Abandonado pelo Congresso, Merino renunciou no domingo, cinco dias depois de assumir o cargo, encurralado por protestos nos quais Inti Sotelo, de 24 anos, e Jack Pintado, de 22, agora chamados de "Heróis do Bicentenário", morreram.

O placar da votação na qual foram escolhidos na mesma chapa Sagasti e os três novos vice-presidentes da mesa diretora do Congresso foi de 97 votos a favor e 26 contra. Com a nova composição, o país espera encontrar uma saída para a crise política, de legitimidade e de violência repressiva.

"O que oferecemos?
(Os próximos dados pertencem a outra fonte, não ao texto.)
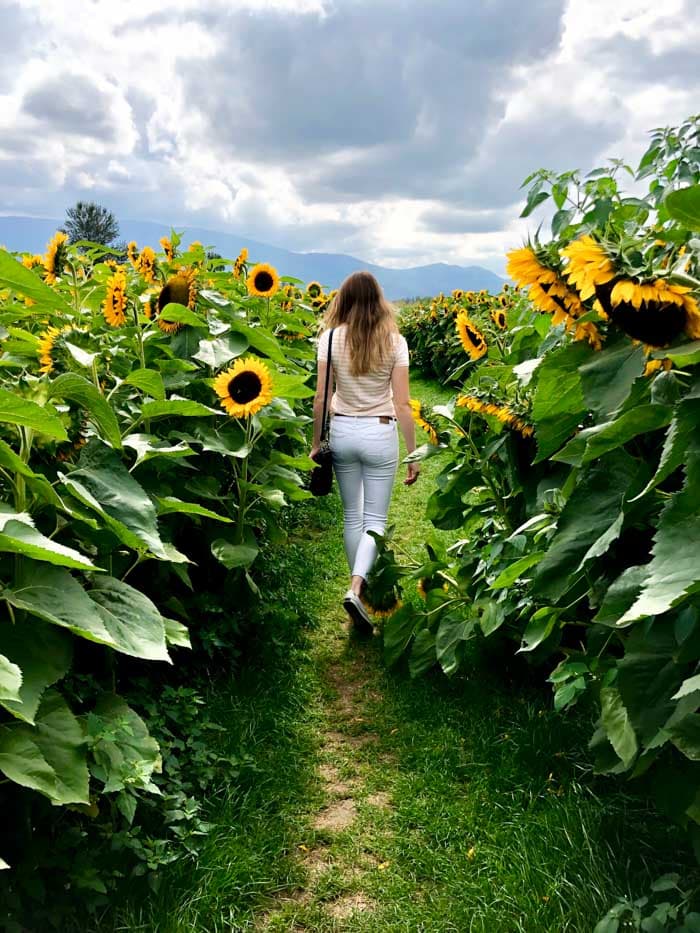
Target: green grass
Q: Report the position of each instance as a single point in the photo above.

O que falta ao nosso país neste momento, confiança", disse Sagasti depois de ser eleito, ocasião em que lamentou a morte dos dois jovens. "Quando um peruano morre, e mais ainda se é jovem, todo o Peru está de luto. E se ele morre defendendo a democracia, a indignação se soma ao luto", afirmou em um discurso emocionado, contrastando com a grosseria de Merino.

Com Sagasti como presidente, a liderança do Congresso será assumida pela esquerdista Mirtha Vásquez, que também votou contra a destituição de Vizcarra - ao contrário de outros em seu partido.

Porém, ninguém pode prever o que o Congresso fará no governo de Sagasti, depois de frequentes confrontos com Vizcarra nos últimos dois anos e com seu antecessor Pedro Pablo Kuczynski (2016-2018).

O fragmentado Parlamento é dominado por quatro partidos populistas. Antes, o fujimorismo tinha hegemonia, mas perdeu-a em janeiro nas eleições extraordinárias depois que Vizcarra dissolveu constitucionalmente o Congresso para superar outra crise, em setembro de 2019.